Nato come progetto in solo del percussionista Adam Pierce verso la fine dei Novanta, Mice Parade è oggi una realtà capace di unire – in una ricetta originale e di sicuro impatto – sonorità pop e colori dell’Africa, echi di strumenti antichi e suoni di stretta attualità.
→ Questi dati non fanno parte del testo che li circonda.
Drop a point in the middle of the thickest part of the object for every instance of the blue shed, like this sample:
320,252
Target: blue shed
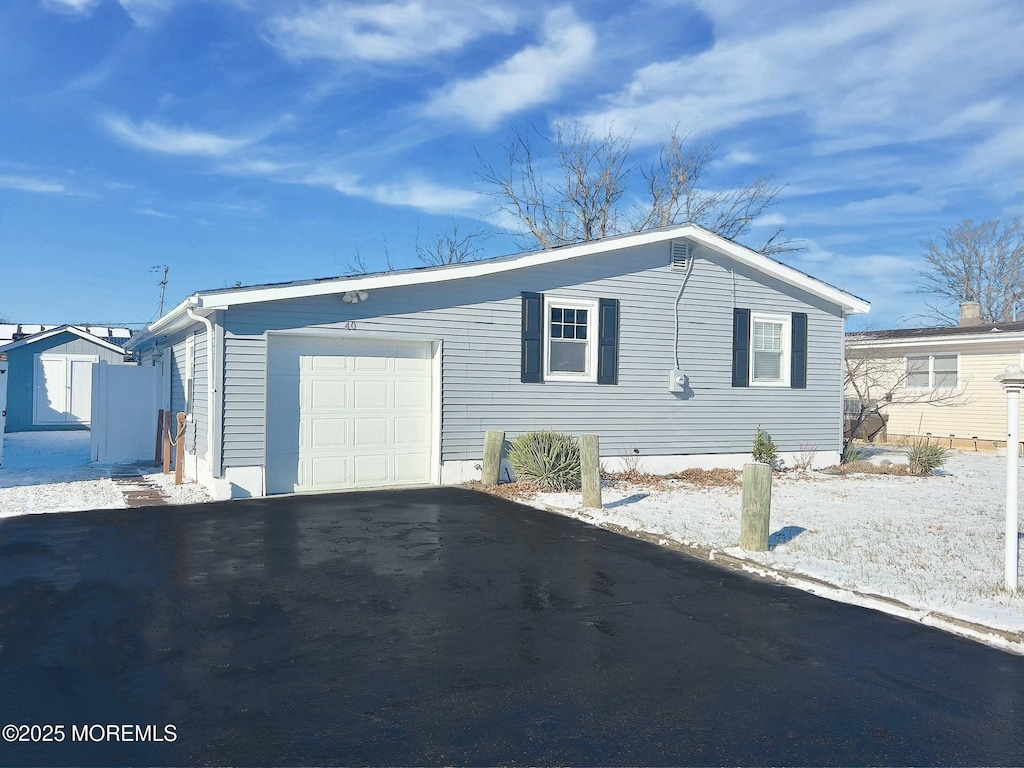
49,378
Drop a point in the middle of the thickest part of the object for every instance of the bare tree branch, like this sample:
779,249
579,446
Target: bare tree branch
452,247
583,196
976,262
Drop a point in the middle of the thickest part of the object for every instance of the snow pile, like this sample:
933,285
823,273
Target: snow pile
186,493
50,472
933,543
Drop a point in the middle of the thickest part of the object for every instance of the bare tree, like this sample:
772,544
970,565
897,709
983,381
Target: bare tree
875,382
452,247
587,192
976,262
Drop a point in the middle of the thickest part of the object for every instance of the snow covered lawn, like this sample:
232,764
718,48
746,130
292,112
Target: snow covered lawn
933,543
51,472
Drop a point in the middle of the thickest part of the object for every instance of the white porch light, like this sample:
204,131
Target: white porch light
1013,381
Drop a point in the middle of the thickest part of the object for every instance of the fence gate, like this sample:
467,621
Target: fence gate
125,401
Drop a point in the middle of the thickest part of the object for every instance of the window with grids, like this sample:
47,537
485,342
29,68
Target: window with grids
769,350
918,374
570,339
932,372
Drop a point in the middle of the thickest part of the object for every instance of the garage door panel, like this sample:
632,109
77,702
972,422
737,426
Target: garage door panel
411,467
328,472
411,430
372,469
327,394
372,393
345,413
412,394
329,433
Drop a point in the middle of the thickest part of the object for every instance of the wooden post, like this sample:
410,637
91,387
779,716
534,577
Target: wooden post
757,507
168,427
590,468
494,443
180,453
157,457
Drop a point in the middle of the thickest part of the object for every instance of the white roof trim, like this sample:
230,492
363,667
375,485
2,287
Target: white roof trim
1009,338
59,330
224,299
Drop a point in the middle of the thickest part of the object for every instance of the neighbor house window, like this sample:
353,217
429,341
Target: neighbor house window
932,371
570,339
770,349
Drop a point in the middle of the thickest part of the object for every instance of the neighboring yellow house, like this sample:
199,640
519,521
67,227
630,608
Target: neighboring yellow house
938,381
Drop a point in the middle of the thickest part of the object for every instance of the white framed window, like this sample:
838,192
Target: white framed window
932,372
770,342
569,339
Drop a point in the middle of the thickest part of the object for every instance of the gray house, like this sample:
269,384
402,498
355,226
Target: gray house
50,377
673,343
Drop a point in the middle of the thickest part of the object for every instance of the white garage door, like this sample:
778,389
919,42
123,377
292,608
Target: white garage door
346,414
“What It Means to be Left-Handed” è stato perlopiù pensato e realizzato nello studio casalingo di Adam in quel di New York City, un posto ben frequentato dove sono spesso di passaggio gruppi del calibro di Animal Collective. L’album contiene tredici brani dove possiamo ascoltare un suonatore di kora (nell’iniziale “Kupanda”), chitarre flamenche suonate dal leader, un songwriting ispirato e mai incline alle mode del momento, l’elettronica sparsa senza esagerare e diverse situazioni dove si alternano riprese di suono minime a momenti di grande impatto, registrazioni analogiche a loop machine.

C’è anche del rock nella tavolozza dei Mice Parade (“Malla Cup”), c’è la cantante swahili Somi con la sua timbrica gentile, ci sono le citazioni colte (Brian Eno, Talking Heads) e – va detto – qualche brano evitabile (“Even”). Nell’insieme una tessitura di rara bellezza ed efficacia, per chi ha voglia di perdersi in un incantesimo.